Bridging the Modality Gap: Enhancing Document Retrieval with Multimodal Embeddings

In an era where documents seamlessly blend rich textual and visual content, traditional retrieval systems often fall short. This post explores how Multimodal Embeddings bridge the modality gap, introducing advanced models such as VISTA and ColPali, along with innovative evaluation methods, enhanced model interpretability, and an analysis of their performance.

In today’s data-driven world, the volume and complexity of information have grown exponentially. Documents are no longer confined to plain text; they now encompass a rich blend of images, charts, tables, and intricate layouts. This evolution presents a significant challenge: How do we effectively retrieve and analyze information from such complex, multimodal documents?
Traditional retrieval systems, primarily designed for text-only data, often falter when faced with this complexity. They struggle to extract and interpret the valuable information embedded within various modalities. This limitation hampers our ability to harness the full potential of the data at our disposal.
Enter Multimodal Embeddings—an innovative approach that leverages both textual and visual data to revolutionize document retrieval. By bridging the modality gap between different data types, MVS(MultiModal Vector Search) promises to make information retrieval more accurate and efficient than ever before.
In this blog post, we’ll delve into:

The unique challenges that modern, complex documents pose for retrieval tasks.
The limitations of traditional text-only and vision-only models.
Understanding the modality gap and its impact on multimodal retrieval.
Exploring cutting-edge multimodal models like VISTA and ColPali .
Investigating the interpretability, with empirical results showcasing model performance.
Novel benchmarking strategies designed to evaluate these advanced models effectively.

Introduction

Figure 1: Integration of text and visual modalities in document retrieval.
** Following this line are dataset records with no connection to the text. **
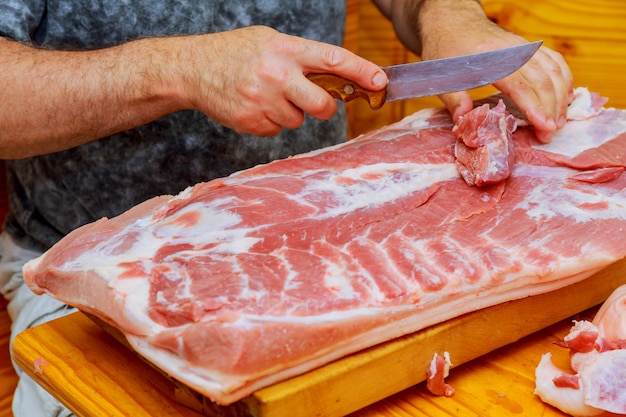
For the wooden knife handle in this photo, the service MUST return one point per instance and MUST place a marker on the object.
(346, 90)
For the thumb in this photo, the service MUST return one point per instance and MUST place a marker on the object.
(457, 103)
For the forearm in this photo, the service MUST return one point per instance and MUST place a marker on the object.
(55, 100)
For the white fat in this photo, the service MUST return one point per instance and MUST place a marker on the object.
(578, 136)
(376, 184)
(546, 200)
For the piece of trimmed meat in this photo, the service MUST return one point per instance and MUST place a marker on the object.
(244, 281)
(597, 382)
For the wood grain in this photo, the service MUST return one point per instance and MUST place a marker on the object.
(93, 374)
(8, 378)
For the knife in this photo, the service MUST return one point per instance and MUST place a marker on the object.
(434, 77)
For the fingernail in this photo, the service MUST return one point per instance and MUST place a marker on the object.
(550, 124)
(379, 79)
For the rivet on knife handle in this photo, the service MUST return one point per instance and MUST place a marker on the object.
(346, 90)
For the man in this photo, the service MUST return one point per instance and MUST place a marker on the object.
(108, 103)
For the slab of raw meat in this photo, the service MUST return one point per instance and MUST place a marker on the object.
(244, 281)
(597, 382)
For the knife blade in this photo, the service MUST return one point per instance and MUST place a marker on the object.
(434, 77)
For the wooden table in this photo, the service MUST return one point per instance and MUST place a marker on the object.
(90, 371)
(104, 378)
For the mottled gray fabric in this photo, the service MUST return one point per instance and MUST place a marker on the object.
(53, 194)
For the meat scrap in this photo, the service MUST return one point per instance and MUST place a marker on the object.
(437, 372)
(597, 382)
(244, 281)
(484, 152)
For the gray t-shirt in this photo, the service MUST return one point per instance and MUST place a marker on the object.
(53, 194)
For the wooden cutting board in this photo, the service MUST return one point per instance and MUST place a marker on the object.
(94, 375)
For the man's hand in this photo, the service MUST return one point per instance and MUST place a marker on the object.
(433, 29)
(254, 79)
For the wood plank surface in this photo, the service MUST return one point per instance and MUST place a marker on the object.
(591, 35)
(8, 377)
(94, 375)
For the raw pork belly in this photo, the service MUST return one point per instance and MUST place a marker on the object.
(599, 359)
(244, 281)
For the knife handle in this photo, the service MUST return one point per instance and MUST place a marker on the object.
(346, 90)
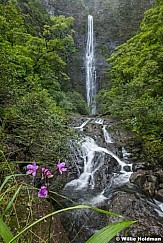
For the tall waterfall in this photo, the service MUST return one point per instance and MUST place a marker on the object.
(90, 68)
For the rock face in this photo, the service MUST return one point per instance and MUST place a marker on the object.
(134, 200)
(115, 21)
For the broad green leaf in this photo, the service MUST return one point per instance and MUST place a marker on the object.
(5, 233)
(64, 210)
(108, 232)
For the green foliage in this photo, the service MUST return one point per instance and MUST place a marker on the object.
(33, 74)
(107, 233)
(136, 92)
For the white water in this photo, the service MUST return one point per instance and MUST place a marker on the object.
(90, 68)
(88, 151)
(92, 158)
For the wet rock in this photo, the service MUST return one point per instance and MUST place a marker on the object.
(138, 178)
(138, 166)
(159, 195)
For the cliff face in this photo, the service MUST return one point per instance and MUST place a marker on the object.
(115, 21)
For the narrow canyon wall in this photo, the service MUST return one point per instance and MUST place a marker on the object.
(115, 21)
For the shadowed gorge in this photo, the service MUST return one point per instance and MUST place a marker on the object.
(81, 114)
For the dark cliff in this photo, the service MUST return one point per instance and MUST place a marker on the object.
(115, 22)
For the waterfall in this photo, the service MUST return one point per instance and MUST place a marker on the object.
(90, 68)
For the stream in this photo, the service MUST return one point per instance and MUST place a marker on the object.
(99, 176)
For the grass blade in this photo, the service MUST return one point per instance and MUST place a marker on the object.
(8, 178)
(12, 200)
(108, 232)
(63, 210)
(5, 233)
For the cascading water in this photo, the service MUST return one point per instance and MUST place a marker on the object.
(99, 176)
(94, 157)
(90, 68)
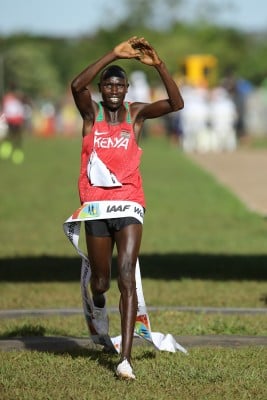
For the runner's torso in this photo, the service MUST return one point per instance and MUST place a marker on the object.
(116, 147)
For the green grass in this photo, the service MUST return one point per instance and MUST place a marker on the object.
(201, 247)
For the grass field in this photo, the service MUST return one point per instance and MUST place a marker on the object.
(201, 247)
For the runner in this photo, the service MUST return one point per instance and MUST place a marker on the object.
(110, 160)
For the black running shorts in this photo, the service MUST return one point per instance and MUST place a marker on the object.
(106, 227)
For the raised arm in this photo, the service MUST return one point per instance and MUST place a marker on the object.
(80, 85)
(174, 102)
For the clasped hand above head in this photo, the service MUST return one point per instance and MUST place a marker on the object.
(138, 48)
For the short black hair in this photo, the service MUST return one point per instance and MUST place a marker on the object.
(111, 71)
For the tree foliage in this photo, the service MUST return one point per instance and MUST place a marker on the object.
(45, 66)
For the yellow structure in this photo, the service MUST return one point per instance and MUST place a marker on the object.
(200, 69)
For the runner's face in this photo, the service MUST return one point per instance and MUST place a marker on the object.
(113, 91)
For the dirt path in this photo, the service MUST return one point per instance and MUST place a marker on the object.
(243, 171)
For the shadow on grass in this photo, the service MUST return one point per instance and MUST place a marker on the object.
(156, 266)
(31, 337)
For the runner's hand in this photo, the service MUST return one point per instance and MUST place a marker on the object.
(147, 55)
(126, 50)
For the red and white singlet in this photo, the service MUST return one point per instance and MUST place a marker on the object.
(116, 147)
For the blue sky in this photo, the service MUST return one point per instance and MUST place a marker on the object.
(75, 17)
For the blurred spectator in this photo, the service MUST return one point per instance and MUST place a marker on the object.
(13, 110)
(223, 117)
(195, 119)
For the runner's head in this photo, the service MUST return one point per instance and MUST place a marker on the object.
(113, 86)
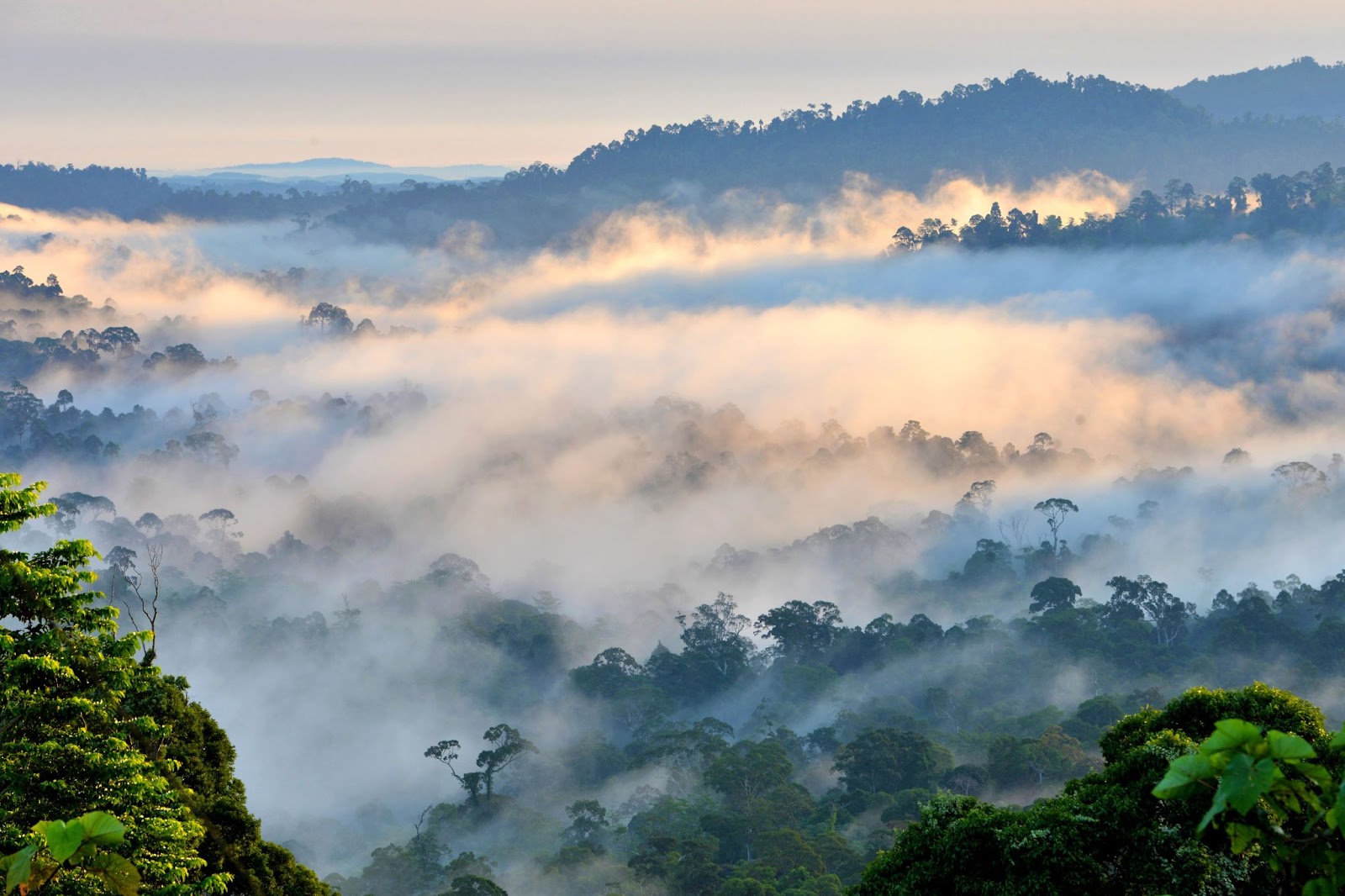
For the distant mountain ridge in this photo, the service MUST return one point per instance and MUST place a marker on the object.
(1010, 132)
(320, 174)
(1300, 87)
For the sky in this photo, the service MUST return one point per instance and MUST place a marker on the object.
(194, 84)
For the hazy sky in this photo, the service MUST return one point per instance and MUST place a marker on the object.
(186, 84)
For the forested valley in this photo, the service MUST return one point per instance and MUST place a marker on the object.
(709, 542)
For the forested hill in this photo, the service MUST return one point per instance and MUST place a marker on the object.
(1300, 89)
(1013, 131)
(1004, 131)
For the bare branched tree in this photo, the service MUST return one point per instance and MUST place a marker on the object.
(143, 611)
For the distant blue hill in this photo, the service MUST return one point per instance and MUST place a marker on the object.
(322, 174)
(1297, 89)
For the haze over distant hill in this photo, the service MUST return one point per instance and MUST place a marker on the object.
(318, 174)
(1010, 132)
(1301, 87)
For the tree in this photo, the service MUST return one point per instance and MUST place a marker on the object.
(329, 319)
(891, 761)
(509, 747)
(221, 521)
(802, 633)
(1168, 614)
(1107, 833)
(76, 845)
(1053, 593)
(977, 498)
(588, 822)
(1055, 510)
(715, 636)
(1271, 798)
(1301, 478)
(210, 447)
(65, 741)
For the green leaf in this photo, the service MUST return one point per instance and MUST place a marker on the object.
(103, 829)
(1316, 774)
(18, 868)
(1231, 734)
(1320, 887)
(64, 838)
(1216, 809)
(1246, 782)
(1289, 746)
(1183, 774)
(1243, 835)
(118, 872)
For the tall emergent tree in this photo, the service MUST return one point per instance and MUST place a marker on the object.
(85, 725)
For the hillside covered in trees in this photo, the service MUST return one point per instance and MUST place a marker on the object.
(578, 533)
(1300, 89)
(1012, 131)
With the rise of sophisticated document formats that integrate text, images, and complex layouts has rendered traditional text-based retrieval systems inadequate. The richness of multimodal documents requires systems that can understand and process multiple data types simultaneously. The modality gap—the disconnect between different types of data representations—poses a significant hurdle in achieving effective retrieval.

To bridge this gap, advanced multimodal systems are essential. By aligning and embedding various data types, these systems not only interpret complex documents but also open doors to more powerful, nuanced information retrieval across diverse formats.

Challenges in Document Retrieval

Figure 2: Illustration of the increasing levels of detail in images, from basic visuals to more information-dense representations.

Modality-Specific Challenges

Retrieving information from today’s complex documents is a multifaceted problem that requires a nuanced approach. Documents now often contain:

Text: Dense paragraphs, bullet points, and annotations.
Images: Photographs, diagrams, and illustrations.
Tables and Charts: Structured data representations.
Complex Layouts: Multi-column formats, sidebars, and embedded multimedia.

Each modality presents unique technical obstacles:

Textual Data:
- Language Ambiguity: Synonyms, homonyms, and context-dependent meanings.
- Multilingual Content: Documents may contain multiple languages or dialects.
Visual Data:
- Image Quality: Low-resolution images can hinder recognition.
- Complex Visuals: Diagrams and charts may contain dense information that’s hard to parse.
Structural Layout:
- Non-linear Reading Paths: Multi-column texts and inserts can confuse linear text processors.
- Embedded Elements: Images and tables interwoven with text complicate parsing.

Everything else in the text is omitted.